There is, however, a need to move beyond stereotypical and overly simplistic gender models to better understand a highly complex gendered reality (Alexander et al. 2021; Lokot 2018). The explanations underlaying these differences need to be corroborated and studied further.

Limitations

This study has several limitations. First, recruitment was based on convenience sampling, which could limit the generalizability of the results. Second, there was a notable difference in the number of male and female participants in the study (26 women vs. 73 men), which could limit the statistical power. Third, we employed instruments that are typically standardized for western academia; this may introduce limitations in the cultural applicability. While these tools might demonstrate high validity and reliability within certain cultural contexts, their transferability to diverse cultural settings, such as those represented by immigrants from various regions, might require further validation and adaptation.
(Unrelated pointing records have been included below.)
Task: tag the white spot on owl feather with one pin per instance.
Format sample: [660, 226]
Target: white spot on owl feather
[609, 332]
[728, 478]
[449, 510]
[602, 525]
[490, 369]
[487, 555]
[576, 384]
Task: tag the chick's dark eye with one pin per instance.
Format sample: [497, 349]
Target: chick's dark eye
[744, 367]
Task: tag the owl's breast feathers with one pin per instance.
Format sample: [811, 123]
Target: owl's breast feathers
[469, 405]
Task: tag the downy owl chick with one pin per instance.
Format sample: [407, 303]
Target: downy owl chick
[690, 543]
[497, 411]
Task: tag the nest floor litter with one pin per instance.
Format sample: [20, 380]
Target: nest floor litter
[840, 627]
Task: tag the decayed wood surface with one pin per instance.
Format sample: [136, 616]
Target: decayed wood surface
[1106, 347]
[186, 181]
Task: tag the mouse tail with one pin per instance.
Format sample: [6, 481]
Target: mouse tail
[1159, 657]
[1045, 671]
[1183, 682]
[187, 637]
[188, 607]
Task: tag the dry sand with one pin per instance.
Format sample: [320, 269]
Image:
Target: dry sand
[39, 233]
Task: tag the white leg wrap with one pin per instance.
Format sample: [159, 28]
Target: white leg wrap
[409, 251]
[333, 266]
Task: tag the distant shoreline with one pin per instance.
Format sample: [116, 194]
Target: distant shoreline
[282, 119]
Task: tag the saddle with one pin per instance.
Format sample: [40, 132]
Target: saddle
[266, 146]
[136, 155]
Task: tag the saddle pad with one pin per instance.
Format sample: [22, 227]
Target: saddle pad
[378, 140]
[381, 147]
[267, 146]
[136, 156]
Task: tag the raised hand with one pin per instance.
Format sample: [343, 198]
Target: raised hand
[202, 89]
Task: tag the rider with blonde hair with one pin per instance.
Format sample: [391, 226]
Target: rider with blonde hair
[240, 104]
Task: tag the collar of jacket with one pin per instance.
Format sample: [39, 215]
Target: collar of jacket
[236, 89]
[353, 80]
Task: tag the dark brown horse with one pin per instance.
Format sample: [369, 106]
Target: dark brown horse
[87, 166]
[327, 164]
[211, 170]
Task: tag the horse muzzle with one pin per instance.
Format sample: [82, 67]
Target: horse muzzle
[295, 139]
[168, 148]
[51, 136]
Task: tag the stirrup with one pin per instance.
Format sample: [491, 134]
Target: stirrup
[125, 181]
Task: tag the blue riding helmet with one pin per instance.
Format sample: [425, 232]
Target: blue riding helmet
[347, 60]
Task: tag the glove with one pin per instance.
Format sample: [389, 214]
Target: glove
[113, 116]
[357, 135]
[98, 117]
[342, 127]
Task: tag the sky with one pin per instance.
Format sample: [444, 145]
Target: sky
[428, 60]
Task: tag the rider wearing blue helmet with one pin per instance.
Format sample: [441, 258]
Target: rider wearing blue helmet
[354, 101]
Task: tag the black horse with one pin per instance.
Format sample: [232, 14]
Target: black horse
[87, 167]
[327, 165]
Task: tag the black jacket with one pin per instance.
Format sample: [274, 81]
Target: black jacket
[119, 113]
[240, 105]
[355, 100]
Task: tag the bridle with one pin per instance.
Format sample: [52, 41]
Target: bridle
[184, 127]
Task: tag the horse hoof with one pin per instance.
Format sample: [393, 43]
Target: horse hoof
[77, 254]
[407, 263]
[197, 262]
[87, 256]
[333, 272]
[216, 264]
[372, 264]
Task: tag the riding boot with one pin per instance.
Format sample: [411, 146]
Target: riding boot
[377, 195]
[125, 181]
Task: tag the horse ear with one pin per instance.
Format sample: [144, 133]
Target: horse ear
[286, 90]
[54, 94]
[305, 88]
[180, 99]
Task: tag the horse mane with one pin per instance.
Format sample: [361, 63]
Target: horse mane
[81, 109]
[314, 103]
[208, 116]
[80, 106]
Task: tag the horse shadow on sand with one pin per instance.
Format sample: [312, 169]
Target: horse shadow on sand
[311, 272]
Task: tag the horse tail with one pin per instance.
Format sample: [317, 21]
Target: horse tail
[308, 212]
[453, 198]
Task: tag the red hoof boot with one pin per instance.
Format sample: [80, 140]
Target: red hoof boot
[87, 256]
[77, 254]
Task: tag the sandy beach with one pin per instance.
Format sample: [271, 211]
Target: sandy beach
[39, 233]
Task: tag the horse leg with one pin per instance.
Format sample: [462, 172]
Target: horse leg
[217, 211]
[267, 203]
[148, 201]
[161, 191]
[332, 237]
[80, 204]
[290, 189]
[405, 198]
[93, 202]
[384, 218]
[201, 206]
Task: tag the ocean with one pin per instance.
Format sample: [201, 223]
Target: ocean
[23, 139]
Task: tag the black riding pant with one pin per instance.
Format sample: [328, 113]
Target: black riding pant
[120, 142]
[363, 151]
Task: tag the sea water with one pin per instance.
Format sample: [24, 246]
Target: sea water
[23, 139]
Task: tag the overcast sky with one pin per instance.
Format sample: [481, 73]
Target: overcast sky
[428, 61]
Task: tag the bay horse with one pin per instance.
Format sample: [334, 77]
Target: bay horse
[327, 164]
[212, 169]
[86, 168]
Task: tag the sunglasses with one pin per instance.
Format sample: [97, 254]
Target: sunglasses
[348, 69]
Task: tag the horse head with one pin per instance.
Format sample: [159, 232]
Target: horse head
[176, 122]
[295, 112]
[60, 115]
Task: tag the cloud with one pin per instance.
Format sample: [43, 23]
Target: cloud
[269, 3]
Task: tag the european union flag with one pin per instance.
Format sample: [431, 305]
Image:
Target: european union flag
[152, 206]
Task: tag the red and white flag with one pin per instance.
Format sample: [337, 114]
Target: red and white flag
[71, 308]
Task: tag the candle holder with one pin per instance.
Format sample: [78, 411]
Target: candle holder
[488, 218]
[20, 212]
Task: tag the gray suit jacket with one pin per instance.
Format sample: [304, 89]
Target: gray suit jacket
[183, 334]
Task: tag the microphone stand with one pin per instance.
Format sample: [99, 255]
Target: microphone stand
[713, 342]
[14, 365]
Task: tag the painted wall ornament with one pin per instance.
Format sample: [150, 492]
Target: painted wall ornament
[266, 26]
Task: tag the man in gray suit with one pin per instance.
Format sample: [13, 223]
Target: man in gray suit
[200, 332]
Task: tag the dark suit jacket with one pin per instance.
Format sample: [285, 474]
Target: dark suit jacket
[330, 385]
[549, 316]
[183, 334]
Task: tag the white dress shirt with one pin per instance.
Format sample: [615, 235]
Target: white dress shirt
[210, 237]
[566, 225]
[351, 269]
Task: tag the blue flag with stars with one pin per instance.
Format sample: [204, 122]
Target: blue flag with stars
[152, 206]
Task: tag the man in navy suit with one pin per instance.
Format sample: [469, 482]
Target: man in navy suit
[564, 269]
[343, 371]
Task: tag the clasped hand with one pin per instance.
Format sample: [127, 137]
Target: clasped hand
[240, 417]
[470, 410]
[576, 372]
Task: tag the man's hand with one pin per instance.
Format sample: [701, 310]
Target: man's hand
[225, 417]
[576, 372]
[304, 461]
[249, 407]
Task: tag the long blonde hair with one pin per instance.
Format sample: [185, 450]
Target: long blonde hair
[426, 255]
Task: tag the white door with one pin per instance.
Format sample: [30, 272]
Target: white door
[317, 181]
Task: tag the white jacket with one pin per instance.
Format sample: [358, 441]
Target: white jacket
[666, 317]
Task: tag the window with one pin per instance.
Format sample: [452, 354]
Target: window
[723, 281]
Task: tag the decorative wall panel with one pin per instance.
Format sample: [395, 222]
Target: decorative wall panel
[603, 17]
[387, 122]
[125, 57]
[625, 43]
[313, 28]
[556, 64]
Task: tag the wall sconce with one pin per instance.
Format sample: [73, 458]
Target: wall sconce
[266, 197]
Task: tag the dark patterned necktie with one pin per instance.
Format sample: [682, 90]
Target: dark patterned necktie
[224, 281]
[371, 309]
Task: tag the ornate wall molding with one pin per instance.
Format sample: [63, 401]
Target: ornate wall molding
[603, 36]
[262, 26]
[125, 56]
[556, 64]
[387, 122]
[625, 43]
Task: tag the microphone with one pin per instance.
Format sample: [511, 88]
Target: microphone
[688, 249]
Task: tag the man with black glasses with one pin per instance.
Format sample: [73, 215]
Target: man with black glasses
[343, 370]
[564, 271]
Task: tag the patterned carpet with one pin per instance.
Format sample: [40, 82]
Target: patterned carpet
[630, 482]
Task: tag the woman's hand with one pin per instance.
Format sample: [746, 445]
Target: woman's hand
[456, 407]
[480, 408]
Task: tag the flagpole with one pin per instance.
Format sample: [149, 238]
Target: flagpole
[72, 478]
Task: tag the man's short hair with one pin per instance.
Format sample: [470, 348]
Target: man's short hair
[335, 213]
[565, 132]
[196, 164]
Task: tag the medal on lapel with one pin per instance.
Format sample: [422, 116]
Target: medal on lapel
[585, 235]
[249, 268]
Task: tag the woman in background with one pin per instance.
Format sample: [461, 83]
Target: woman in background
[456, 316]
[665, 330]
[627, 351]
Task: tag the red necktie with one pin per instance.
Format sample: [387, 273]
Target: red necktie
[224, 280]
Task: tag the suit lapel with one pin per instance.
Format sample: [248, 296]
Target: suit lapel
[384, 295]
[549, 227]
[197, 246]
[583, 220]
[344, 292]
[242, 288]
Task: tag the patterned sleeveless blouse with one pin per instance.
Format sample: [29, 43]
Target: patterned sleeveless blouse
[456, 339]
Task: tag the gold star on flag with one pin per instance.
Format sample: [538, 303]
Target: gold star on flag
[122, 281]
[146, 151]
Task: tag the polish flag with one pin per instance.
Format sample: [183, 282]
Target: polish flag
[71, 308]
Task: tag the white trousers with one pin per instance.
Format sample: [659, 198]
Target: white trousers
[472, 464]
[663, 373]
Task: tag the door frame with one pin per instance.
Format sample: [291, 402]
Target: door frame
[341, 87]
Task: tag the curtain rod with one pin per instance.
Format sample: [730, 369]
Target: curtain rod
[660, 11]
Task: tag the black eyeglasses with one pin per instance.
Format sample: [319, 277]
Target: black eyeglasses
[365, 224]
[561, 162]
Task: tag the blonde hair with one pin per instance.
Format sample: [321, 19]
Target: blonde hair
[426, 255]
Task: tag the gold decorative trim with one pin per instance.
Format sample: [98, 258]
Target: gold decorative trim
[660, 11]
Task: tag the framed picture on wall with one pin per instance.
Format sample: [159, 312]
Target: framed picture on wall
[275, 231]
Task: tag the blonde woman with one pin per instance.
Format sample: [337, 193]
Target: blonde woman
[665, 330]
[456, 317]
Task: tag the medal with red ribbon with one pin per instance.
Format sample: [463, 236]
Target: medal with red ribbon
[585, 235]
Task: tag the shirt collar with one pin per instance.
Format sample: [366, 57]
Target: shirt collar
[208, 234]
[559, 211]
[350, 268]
However, we mitigated this limitation by ensuring that professionals trained in cultural competence performed the evaluations. Fourth, despite the cultural diversity of this sample, the results may not be universally applicable. Our study involved migrants from 36 countries, so we acknowledge the potential influence of migration experiences across regions, contributing to considerable variability among the diverse migrant participants in this study. The adjusted R2 of 0.186 denotes a low effect size, likely influenced by this diversity, which may have contributed to the modest explanatory power of the model. Fifth, we did not assess resilience, which could be a confounding factor for the impact of stress on the individual. Finally, the cross-sectional design does not allow us to establish causality. Given these limitations, it is important to approach the interpretation of our findings with caution. Further research should focus on cross-cultural validation of assessment tools, investigations across diverse regions, and longitudinal studies to elucidate causal relationships and long-term implications.

Conclusions

This study reveals significant sociodemographic, clinical, and migration-related differences between male and female immigrants with psychotic disorders. Our findings suggest that the impact of migration-related variables on past year stress differs between male and female immigrants. These findings highlight the high stress burden present in immigrants with psychotic disorders. Immigrant women with psychotic disorders face complex challenges due to the intersectionality of their multiple minority status.

Our findings, considered together with previous reports, indicate that gender-specific roles and social expectations intersect with the timing and nature of migration to influence stress levels differently in male and female immigrants. It is important to develop new policies and interventions that include a gender perspective to mitigate psychological distress in immigrant women with psychotic disorders.